Safe harbor, ahoy!
This week, during questions to government in Parliament, Prime Minister Nečas called the Czech Republic a safe harbor in the rough seas of the financial crisis. The questioning should have been dealing with the behavior of the Minister of Finance, Miroslav Kalousek, who not only publicly attacked the police, but who has also been suspected of attempts to thwart the investigation into his party colleague, MP and former Minister of Defence, Vlasta Parkanová. Such suspicions have been expressed by some opposition politicians and Mr. Kalousek even tried to start a public dispute with the Police President only to confirm the suspicion in the eyes of the public.
Just to recapitulate the whole story, Mrs. Parkanová has been suspected by police investigators of overcharging, or, more accurately, of not properly supervising a military contract for the purchase of Spanish CASA transport planes via the main Czech weapons dealer, the Omnipol company. The planes were overpriced by several tens of millions of euros, compared with their usual price and most probably to the benefit of the local dealer. Not to mention that the army uses these planes for transporting wild Przewalski horses from Prague Zoo back to their natural habitat in Mongolia, since its own light vehicles needed in Afghanistan do not fit inside.
The police prepared the charges properly and asked Parliament to hand over the suspected MP. However, the Minister of Finance has not just stood on the side of not handing her over to the investigators. Even more surprisingly he accused the police of a plot aiming to overthrow the government. Nevertheless, one should not be surprised. Mr. Kalousek served earlier as Deputy Defence Minister and is known to have well established contacts with the Omnipol management. The Chairman of his party, the amusingly named TOP-09, and the Foreign Minister, Karel Schwarzenberg, dismissed all suggestions that the case could possibly be related to the funding of the party by saying that always and everywhere military conctracts relate to party funding. So, one probably should not investigate it, since it is common practice. Luckily and thanks to the disunity of the Government garrison in Parliament, the lady will have her right to remain silent or not, facing the investigation.
All this not only confirms the state of permanent political warfare raging in the Czech Republic, but also the rotten state of the whole environment in which it rages. It represents a new level. Mr. Kalousek and his followers have attacked the police instead of pretending they did not know anything. Also the Prime Minister vigorously opposed the rule of a „bunch of colonels“, who „will not decide on the Government“. To put it briefly, the new stage of the political conflict in the Czech Republic is a stage of conflict between the Government and the State itself.
This weird situation led once again to a vote of no confidence, triggered in Parliament by the opposition. A futile attempt, of course. Opinion polls clearly show the Government parties that there will be no further term for their MP´s.
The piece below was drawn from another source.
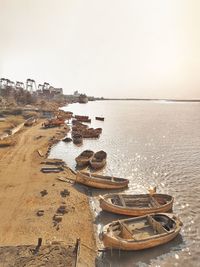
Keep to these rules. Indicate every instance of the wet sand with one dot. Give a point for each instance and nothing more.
(21, 182)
What MP of the 104/96 majority would vote no confidence in such a situation? None. However, according to the PM, their real reason for sticking to power is that they have succeeded in these harsh times. Two of the three major credit rating agencies announced they were not planning to reduce the rating of the Czech Republic. Such a success really is astonishing and makes up for everything. The Czech Republic is, according to its colonels-challenging PM, a „safe harbor“.
At the same time the total amount of individual debt of individuals in the country nearly reached the equivalent of the state budget. There are approximately 1 million Czechs, or 10 percent of the inhabitants, living on less than 360 euros a month and 60 percent of the individual debts are effectively unenforceable by the creditors, regardless of their exceptional rights in the country´s legislation. It is a safe habor for some, indeed. Even safe from investigations, maybe. But it seems to be increasingly crowded by those just waiting for their place in a hold to take them overseas.